The core signal mechanism models aggregated behavior across a dynamically changing group of successful wallets. Rather than attempting to infer intent from individual actors, the system treats coordinated activity as a probabilistic indicator of market interest.

Wallet inclusion is based on historical performance metrics and on-chain behavioral characteristics. Membership is continuously reevaluated to account for changing trader performance and evolving market regimes.

Signals are generated only when collective activity meets predefined participation and volume requirements. This helps reduce noise commonly present in early-stage meme coin markets. All signal logic relies on on-chain data and is designed to operate in near real time.

5. Adaptive Risk Management Framework

Risk management is applied before any trade execution occurs and is treated as a first-class component of the system. The framework adapts constraints based on observed market conditions rather than relying solely on static rules.

Key controls include:

  • Maximum position sizing relative to available liquidity
  • Volume-based exposure limits
  • Time-based constraints on holding duration

Trades that violate any risk constraint are discarded, regardless of signal strength. The objective is not to eliminate risk, but to bound potential downside in markets characterized by rapid liquidity changes and adversarial behavior.

6. Execution Considerations on Solana

Trade execution takes place on the Solana blockchain, where network conditions, transaction ordering, and competition for block inclusion materially affect outcomes. The execution layer accounts for these dynamics, including congestion and priority fee behavior.

While execution is optimized for low-latency environments, adverse conditions such as MEV extraction, slippage, and failed transactions are assumed to be unavoidable in certain scenarios. Execution behavior is therefore designed to evolve independently of signal generation and risk assessment.

7. Limitations and Risk Factors

This system operates in an inherently speculative and adversarial market. Several risks remain unavoidable, including:

  • MEV and transaction reordering
  • Rug pulls and malicious token behavior
  • Sudden liquidity withdrawal
  • Strategy degradation due to changing market dynamics

The presence of risk controls does not guarantee protection against losses. The system makes no claims of profitability, and users should assume that losses are possible.

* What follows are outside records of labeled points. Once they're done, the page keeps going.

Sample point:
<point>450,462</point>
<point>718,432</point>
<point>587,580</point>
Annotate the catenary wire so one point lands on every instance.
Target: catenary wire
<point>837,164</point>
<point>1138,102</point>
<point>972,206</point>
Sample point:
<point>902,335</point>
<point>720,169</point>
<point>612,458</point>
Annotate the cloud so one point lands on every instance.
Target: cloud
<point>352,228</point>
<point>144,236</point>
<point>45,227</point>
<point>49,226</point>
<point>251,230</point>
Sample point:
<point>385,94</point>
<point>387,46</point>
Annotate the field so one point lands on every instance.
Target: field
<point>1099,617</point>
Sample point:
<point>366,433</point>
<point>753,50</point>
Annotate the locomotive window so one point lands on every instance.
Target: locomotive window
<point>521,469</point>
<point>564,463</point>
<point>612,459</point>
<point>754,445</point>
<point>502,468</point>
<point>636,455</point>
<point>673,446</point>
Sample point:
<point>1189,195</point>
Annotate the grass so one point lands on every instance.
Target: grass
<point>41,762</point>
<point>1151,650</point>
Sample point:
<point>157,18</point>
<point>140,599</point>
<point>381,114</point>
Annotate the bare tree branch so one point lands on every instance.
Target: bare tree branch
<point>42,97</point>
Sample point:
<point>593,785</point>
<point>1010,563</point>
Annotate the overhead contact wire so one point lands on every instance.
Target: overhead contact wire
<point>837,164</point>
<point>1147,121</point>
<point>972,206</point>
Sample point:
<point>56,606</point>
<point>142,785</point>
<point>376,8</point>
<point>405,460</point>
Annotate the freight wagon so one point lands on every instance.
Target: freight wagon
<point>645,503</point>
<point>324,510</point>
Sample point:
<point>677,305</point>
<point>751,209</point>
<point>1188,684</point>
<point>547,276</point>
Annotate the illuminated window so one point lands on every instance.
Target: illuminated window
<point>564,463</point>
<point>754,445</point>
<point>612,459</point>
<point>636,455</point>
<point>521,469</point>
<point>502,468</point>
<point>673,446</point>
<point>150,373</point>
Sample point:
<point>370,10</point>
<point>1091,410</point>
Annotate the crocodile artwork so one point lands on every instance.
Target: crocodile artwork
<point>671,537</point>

8. Development Status and Roadmap

The product is currently in private testing. Ongoing development focuses on:

  • Refining wallet selection and swarm composition
  • Stress-testing risk controls across varying market conditions
  • Improving execution reliability under network congestion

Future iterations may include expanded deployment options, enhanced observability, and additional safeguards informed by live performance data.

9. Conclusion

This paper outlines a Solana-based trading system designed to operate in fast-moving meme coin markets by modeling aggregated behavior rather than relying on individual signals. By combining swarm-based analysis with adaptive risk management and a modular architecture, the system aims to participate in adversarial markets with controlled exposure.

The system does not eliminate risk. Its purpose is to provide a structured, data-driven approach to markets where speed, coordination, and disciplined risk management are critical.

10. Disclaimer

This document is provided for informational purposes only and does not constitute financial or investment advice. Trading digital assets involves significant risk, and past performance is not indicative of future results.